Do Designers Actually Exploit The Poor While Trying To Do Good? - dwynings
http://www.fastcodesign.com/1665635/do-designers-actually-exploit-the-poor-while-trying-to-do-good-jan-chipchase-responds
======
_dps
I enjoyed the piece and it echoed several thoughts I've had about the non-
profit model (and in general, the "do good" model of design/innovation which
poses many interesting ethical questions).

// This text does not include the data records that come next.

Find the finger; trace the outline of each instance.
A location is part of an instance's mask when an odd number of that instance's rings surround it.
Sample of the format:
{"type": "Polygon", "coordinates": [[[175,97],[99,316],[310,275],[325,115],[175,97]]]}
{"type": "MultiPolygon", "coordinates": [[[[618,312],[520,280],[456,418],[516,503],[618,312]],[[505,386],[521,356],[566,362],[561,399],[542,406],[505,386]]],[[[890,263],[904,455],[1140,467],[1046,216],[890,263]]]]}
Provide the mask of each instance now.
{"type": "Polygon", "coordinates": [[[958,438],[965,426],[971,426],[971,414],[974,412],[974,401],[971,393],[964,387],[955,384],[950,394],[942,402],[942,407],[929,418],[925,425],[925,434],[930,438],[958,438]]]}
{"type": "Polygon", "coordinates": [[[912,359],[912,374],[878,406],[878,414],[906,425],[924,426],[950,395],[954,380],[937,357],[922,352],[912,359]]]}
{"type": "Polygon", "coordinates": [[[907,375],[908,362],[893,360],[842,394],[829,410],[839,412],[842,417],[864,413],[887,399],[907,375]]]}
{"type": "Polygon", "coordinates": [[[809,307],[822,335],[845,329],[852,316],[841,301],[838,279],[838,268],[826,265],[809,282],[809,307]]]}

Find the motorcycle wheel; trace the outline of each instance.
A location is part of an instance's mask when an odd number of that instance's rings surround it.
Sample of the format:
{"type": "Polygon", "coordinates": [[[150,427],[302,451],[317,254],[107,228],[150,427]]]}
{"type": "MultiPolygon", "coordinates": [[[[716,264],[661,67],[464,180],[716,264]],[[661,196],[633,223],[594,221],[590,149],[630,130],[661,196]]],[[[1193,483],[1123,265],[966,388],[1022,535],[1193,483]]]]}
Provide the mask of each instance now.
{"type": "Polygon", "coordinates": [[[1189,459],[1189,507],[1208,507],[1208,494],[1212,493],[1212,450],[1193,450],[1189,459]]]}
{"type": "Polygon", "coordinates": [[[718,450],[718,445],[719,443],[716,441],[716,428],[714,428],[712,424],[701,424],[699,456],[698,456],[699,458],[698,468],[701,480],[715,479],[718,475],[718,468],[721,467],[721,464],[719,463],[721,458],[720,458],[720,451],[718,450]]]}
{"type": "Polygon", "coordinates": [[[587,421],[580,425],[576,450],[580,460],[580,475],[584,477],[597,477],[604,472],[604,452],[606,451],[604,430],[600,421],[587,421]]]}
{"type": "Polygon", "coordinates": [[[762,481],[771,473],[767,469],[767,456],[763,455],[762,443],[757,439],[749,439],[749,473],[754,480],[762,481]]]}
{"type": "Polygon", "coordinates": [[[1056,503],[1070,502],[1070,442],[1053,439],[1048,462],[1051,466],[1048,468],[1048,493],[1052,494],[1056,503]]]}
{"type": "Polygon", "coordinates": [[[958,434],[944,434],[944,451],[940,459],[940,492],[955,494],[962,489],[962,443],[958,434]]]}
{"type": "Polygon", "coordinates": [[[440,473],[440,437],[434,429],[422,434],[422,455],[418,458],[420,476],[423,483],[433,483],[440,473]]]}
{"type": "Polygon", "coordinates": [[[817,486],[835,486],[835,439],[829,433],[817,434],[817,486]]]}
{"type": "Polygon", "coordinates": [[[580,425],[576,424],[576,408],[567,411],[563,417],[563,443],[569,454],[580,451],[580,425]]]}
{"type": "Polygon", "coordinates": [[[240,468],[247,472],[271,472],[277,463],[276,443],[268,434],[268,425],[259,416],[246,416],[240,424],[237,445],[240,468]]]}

I thought I'd comment on one common sleight-of-hand I see in talking about
these projects (I say this as someone who has been active in several
charity/non-profit activities). The line about a non-profit organization's
"commitment [not to be evil]" being "written in law" is really a fig leaf;
there's very little in the law aside from a requirement that you not disburse
excess revenues, and that you follow various accounting and reporting
standards. Google's non-legal "don't be evil" directly implies things like
"don't abuse our users", whereas there is no legal requirement that a non-
profit not offer something potentially abusive like DRM'd mp3s (or whatever
pet abuse you might imagine).

Somehow the state-sanctioned non-profit status seems to flip a "do-goodery"
bit in a lot of people's minds even though it's primarily an accounting,
reporting, and financial restriction rather than a behavioral one.